Merci encore à Marie-Claire Lavabre du Celipov. Il y a d’autres
collègues avec lesquels je travaille depuis longtemps et qui ont nourri ma
pensée : Sophie Wanich du laboratoire d’anthropologie des institutions et
des organisations sociales du CNRS qui a organisé un cycle de journées
d’étude sur « les musées d’histoire des guerres du xxe siècle, lieux et
rituels d’une identité européenne » ; Jean-François Chiantaretto et son
groupe portant sur « littérature personnelle et psychanalyse » ; Marie
Moscovici, psychanalyste et directrice de la revue L’Inactuel ; François
Dosse et Patrick Garcia, Christian Delacroix et Michel Trebitsch,
organisateurs à l’IHTP d’un passionnant séminaire sur Michel de
Certeau. Je voudrais saluer également Sonia Combe et Nicole Bary pour
leurs suggestions stimulantes.
Il me faut remercier, tout particulièrement, Philippe Mesnard, Carola
Hähnel, Chaïm Vogt-Moykopf, Maryse Barbance qui ont bien voulu
relire mon manuscrit et me faire part de leurs impressions.

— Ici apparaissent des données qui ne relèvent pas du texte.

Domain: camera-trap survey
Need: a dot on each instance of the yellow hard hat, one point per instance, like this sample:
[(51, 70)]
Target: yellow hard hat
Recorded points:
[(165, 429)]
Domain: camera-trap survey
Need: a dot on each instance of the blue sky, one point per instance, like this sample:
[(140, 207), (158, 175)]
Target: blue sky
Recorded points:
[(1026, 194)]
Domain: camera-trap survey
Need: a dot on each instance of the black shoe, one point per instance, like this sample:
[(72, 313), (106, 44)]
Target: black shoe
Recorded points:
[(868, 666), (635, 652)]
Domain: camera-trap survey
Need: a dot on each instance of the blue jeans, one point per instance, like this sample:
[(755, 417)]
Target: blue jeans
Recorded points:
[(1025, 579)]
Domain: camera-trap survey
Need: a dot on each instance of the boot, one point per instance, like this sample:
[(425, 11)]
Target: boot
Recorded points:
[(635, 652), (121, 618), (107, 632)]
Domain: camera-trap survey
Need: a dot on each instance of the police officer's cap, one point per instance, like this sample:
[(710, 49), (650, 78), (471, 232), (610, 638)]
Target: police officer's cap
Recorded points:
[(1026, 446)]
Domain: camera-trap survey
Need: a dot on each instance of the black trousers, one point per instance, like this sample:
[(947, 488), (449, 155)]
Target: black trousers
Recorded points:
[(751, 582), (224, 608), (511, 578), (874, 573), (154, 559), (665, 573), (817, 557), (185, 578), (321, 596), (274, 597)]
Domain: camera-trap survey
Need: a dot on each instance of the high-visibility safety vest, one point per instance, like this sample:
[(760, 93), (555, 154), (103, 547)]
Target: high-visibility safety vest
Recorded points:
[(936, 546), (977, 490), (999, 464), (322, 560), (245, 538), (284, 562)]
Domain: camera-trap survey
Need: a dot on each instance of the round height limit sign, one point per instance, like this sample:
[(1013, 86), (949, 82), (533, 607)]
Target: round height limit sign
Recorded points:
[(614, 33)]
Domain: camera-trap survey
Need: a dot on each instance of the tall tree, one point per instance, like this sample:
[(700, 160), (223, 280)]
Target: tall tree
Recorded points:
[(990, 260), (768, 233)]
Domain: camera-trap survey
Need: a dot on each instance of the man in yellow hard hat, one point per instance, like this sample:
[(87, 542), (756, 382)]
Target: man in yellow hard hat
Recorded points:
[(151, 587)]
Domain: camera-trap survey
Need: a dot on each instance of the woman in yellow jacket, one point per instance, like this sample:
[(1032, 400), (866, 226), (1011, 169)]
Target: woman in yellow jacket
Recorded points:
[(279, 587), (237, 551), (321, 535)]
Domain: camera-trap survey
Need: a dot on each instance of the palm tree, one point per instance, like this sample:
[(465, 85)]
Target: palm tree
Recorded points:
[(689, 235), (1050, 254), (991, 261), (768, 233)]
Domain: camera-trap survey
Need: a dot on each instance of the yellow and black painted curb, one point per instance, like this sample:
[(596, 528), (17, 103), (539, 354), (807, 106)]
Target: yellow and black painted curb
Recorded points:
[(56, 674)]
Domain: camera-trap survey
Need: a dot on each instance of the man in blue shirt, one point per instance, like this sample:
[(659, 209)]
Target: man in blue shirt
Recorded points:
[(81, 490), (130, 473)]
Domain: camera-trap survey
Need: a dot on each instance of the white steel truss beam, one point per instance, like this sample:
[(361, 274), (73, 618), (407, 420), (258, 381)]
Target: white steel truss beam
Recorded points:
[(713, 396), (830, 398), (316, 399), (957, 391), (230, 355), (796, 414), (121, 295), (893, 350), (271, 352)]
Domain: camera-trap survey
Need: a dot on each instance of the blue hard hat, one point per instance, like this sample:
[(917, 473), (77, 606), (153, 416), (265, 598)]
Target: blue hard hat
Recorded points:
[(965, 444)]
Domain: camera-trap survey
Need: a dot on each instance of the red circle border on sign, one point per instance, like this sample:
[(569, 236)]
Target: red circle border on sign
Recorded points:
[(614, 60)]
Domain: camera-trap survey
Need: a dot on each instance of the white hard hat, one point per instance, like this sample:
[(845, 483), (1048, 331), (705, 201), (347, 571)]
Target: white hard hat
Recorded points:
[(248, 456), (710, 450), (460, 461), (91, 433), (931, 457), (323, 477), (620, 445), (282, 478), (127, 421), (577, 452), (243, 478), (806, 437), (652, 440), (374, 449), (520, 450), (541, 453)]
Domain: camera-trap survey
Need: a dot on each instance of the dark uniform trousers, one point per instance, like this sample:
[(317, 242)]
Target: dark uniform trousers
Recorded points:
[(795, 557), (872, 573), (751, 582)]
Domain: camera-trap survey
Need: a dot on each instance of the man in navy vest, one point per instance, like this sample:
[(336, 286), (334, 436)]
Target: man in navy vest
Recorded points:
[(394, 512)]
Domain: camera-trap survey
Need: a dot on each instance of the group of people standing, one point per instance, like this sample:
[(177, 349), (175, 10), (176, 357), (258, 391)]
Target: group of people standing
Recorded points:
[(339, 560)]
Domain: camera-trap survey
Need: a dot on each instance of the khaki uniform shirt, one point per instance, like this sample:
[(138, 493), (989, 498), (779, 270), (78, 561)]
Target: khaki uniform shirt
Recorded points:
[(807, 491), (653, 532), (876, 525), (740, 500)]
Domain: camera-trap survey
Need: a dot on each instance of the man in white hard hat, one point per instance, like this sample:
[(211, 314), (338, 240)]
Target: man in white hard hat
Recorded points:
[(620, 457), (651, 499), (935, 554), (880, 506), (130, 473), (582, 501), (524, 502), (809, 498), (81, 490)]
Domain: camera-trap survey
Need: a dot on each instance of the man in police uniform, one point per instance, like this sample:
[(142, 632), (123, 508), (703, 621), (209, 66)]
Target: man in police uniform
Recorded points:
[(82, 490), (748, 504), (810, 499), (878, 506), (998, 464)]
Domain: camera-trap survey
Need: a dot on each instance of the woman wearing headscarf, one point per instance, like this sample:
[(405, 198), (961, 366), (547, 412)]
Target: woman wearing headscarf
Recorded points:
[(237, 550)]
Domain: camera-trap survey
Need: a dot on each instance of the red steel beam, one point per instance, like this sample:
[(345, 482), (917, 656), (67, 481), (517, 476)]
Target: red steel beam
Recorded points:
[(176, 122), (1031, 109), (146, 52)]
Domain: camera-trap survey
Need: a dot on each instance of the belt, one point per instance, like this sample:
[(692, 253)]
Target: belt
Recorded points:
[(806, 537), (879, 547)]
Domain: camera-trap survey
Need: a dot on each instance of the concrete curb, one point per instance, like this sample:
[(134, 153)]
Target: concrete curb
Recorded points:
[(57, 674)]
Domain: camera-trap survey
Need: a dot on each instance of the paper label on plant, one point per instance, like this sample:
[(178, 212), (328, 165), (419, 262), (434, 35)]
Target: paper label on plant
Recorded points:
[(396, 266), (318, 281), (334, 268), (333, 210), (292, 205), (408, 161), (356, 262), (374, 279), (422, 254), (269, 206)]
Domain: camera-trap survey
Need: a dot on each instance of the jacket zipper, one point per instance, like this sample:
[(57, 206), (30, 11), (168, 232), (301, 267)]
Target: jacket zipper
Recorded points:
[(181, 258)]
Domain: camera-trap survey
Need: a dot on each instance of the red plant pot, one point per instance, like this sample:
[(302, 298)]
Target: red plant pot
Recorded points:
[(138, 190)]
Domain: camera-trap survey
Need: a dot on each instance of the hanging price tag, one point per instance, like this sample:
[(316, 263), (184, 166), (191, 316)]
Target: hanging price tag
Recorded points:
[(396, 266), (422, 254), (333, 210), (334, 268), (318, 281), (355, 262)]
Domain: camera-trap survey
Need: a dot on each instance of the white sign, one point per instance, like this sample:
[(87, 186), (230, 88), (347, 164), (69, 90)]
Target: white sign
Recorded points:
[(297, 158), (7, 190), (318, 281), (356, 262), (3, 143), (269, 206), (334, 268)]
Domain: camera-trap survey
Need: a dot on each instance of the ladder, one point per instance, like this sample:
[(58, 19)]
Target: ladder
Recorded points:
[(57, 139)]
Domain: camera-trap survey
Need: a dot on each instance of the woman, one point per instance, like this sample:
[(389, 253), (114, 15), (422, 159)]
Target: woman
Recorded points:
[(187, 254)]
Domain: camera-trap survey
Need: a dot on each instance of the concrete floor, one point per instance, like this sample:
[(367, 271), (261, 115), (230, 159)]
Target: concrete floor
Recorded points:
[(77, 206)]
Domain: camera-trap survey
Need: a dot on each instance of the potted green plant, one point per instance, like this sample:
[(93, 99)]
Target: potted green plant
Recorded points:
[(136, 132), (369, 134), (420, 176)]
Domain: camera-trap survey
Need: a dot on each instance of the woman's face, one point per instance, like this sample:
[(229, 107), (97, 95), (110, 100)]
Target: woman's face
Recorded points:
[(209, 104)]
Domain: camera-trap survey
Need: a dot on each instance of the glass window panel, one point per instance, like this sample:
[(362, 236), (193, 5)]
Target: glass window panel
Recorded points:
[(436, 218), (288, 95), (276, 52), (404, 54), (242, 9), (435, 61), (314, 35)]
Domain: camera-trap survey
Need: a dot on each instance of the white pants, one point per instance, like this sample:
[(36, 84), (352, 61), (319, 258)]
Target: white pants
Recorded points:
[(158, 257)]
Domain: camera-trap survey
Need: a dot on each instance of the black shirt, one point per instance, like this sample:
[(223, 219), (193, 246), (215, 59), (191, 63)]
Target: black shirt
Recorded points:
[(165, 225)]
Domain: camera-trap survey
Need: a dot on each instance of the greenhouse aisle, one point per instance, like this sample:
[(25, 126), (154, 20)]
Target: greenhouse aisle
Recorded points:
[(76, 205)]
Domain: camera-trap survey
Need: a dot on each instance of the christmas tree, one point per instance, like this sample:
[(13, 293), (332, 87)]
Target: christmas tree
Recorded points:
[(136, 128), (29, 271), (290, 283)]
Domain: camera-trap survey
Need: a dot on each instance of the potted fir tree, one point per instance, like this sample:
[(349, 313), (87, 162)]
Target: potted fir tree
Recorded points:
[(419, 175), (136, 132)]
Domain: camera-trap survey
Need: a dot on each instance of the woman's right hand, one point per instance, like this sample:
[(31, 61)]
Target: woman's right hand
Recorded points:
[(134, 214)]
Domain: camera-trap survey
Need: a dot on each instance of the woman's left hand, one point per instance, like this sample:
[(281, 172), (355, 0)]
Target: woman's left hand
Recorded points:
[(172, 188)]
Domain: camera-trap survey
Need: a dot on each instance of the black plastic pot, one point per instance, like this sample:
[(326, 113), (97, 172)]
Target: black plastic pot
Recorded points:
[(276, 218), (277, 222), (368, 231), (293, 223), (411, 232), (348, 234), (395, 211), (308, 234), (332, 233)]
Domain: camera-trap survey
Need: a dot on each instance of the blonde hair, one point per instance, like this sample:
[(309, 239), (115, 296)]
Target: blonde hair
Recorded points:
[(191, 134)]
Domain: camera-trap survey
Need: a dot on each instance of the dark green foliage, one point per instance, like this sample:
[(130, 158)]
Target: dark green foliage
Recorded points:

Une gratitude
toute particulière à Lothar Baier, qui a suivi toutes les étapes de
l’élaboration et de la rédaction du livre, ainsi qu’à mes étudiants et jeunes
chercheurs avec lesquels je travaille, Paul Choinière, Viviana Fridman et
Pascale Maltais.
Je voudrais remercier aussi Jean-Marc Roberts des Éditions Stock et
Nicole Lapierre qui m’a fait le grand honneur de m’accueillir dans sa
nouvelle collection, « Un ordre d’idées ».